Die Hohe Woche
Über die Zeit vor Ostern: Eine Beschreibung kirchlicher Unterschiede.
Meine Schilderungen des polnischen Osterfestes beginnen eine Woche vorher am Palmsonntag. Während wir in Deutschland gerne mit bunten Bändern und Eiern verzierte Büschel aus Buchsbaum mit in die Kirche nehmen, werden in Polen Palmzweige aus zum Teil eingefärbtem Stroh gebastelt, welche auch nur selten zusätzlich mit Buchsbaum verziert werden. Wer keinen von zu Hause mitgebracht hatte, konnte zumindest in meiner Gemeinde für 5 zł welche vor der Kirche kaufen. Auch der Priester zog mit einem (sehr langen) Palmwedel ein, welcher während der Messe vor dem Tabernakel platziert wurde. Im Unterschied zu deutschen (Diaspora-)Gemeinden wurde auch während der gesamten Passion gestanden und nach dem Tod Jesu gekniet. Im Deutschland setzten wir uns meistens nach den ersten paar Sätzen hin.
Die Woche nach Palmsonntag verbrachten wir fast täglich mit Chorproben und am Gründonnerstag (Wielki Czwartek – Hoher Donnerstag) war es dann endlich soweit und wir präsentierten ein Repertoire an schönen Chorstücken. Auch an jenem Festtag konnte ich wieder eine Reihe von Unterschieden erkennen, was schon bei der Anzahl der auflaufenden Ministranten anfing. Schon heute konnte ich von meinem erhöhten Emporenplatz 30 Minis zählen, obwohl die wichtigen Aufgaben nur von älteren Ministranten oder alten Männern übernommen wurden. Ein Mann las (die ganze Festwoche über) vor jeder wichtigen Handlung aus einem Heft vor, was nun folgen würde und welchen Ursprung und welche Bedeutung das hätte. Ein zweiter übernahm das Dirigat der Ministranten und der ganzen Gemeinde, bedeutete ihr also zum Beispiel, wann man aufzustehen und sich hinzuknien habe. Zur Fußwaschung waren 12 gestandene, ältere Männer eingeladen worden, während in meiner Heimatgemeinde in Jena auf Vielfalt geachtet wird und Frauen, Männer und Kinder, Erstkommunionkinder, Firmlinge, Ministranten und Mitglieder des Pfarrgemeinderates vertreten sind. Die zum Gloria das letzte mal läutenden Glocken wurden zum Hinknien und Aufstehen durch eine Ratsche und im Hochgebet durch Klappern ersetzt. Die Kommunion wurde in beiderlei Gestalten gereicht. Dazu gab es besondere Hostienschalen mit Vertiefung in der Mitte, in welcher sich der Wein befand. Nach der Eucharistie wurden die übrigen Hostien in einer Prozession durch die ganze Kirche zu einem sehr schön geschmückten und beleuchteten Seitentabernakel gebracht. Während der Prozession knieten die Leute laolawellenartig dort nieder, wo das Allerheiligste vorbei kam, um für einen kurzen Moment wieder aufzustehen und dann zum gemeinsamen Gebet wieder zu Boden zu sinken. Nach der Messe nutzen viele die Gelegenheit zum persönlichen Gebet.

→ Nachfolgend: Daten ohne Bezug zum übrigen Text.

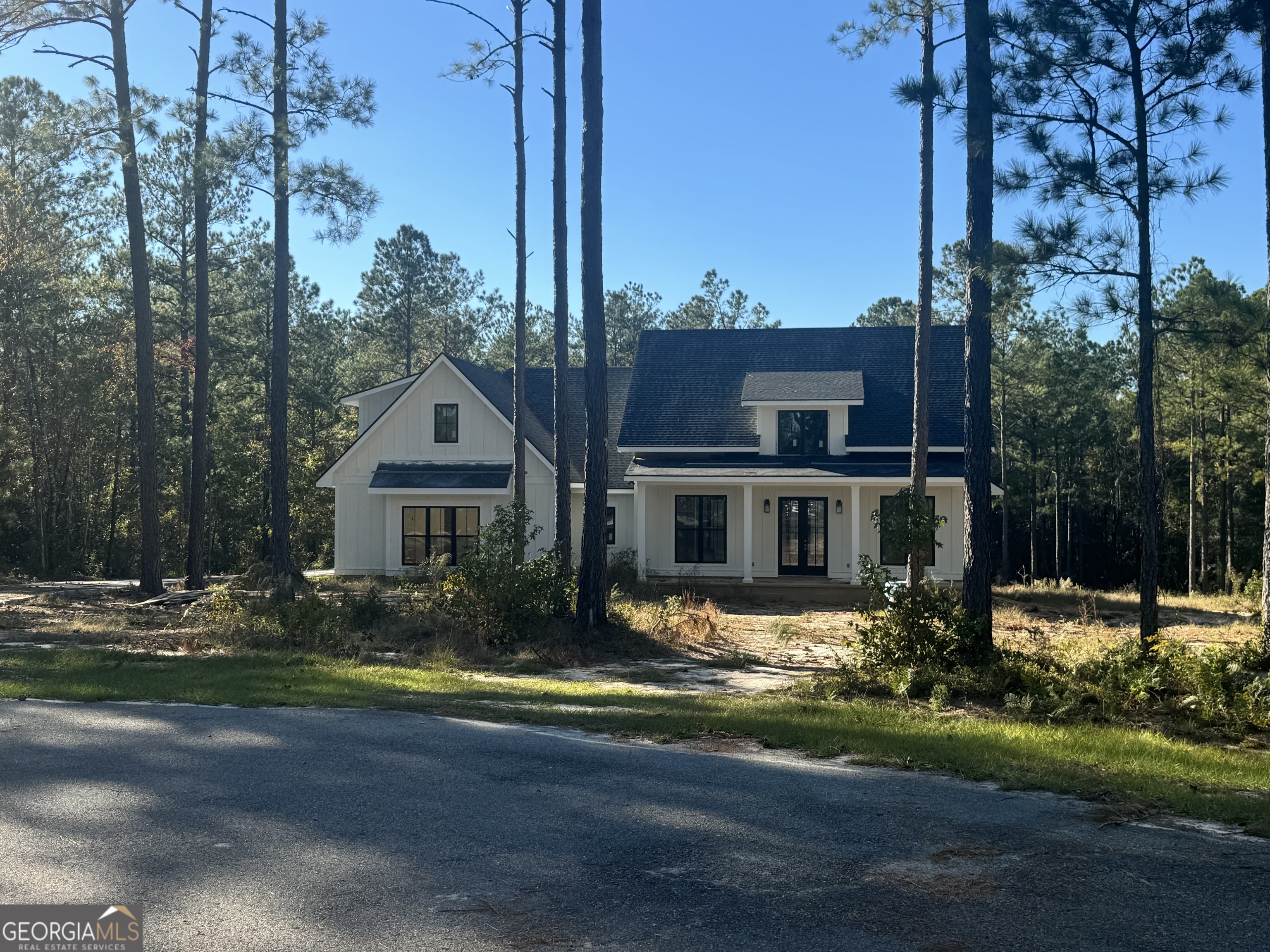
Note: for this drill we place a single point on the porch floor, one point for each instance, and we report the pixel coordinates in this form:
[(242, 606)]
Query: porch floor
[(787, 588)]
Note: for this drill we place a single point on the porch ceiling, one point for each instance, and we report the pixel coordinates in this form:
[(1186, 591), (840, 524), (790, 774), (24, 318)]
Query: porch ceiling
[(793, 468)]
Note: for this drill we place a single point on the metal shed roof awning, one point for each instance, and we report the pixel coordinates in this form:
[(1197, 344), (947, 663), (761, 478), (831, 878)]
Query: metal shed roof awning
[(465, 476)]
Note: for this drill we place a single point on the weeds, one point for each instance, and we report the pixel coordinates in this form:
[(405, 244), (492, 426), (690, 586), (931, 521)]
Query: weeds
[(686, 617)]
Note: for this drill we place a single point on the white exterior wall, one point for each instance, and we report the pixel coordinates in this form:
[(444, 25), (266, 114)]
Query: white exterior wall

Auch am Hohen Freitag (Wielki Piątek, Karfreitag), der in Polen übrigens kein staatlicher Feiertag ist, führte uns wieder ein Vorleser durch die Handlungen des Tages. So sagte er z.B. an, dass nun die Großen Fürbitten kämen, immer zuerst eine gesungene Einladung mit Nennung des Anliegens, dann eine Zeit des stillen Gebets und schließlich die Zusammenfassung des Gebetsanliegens in der Oration. Nach der ersten Fürbitte begann die Stillezeit aber ohne das gewohnte „Beuget die Knie!“, überdies war sie sehr kurz: Kaum drei Sekunden nach Ende des Gesanges kamen die Mikrofonministranten schon wieder hereingelaufen und die Oration begann.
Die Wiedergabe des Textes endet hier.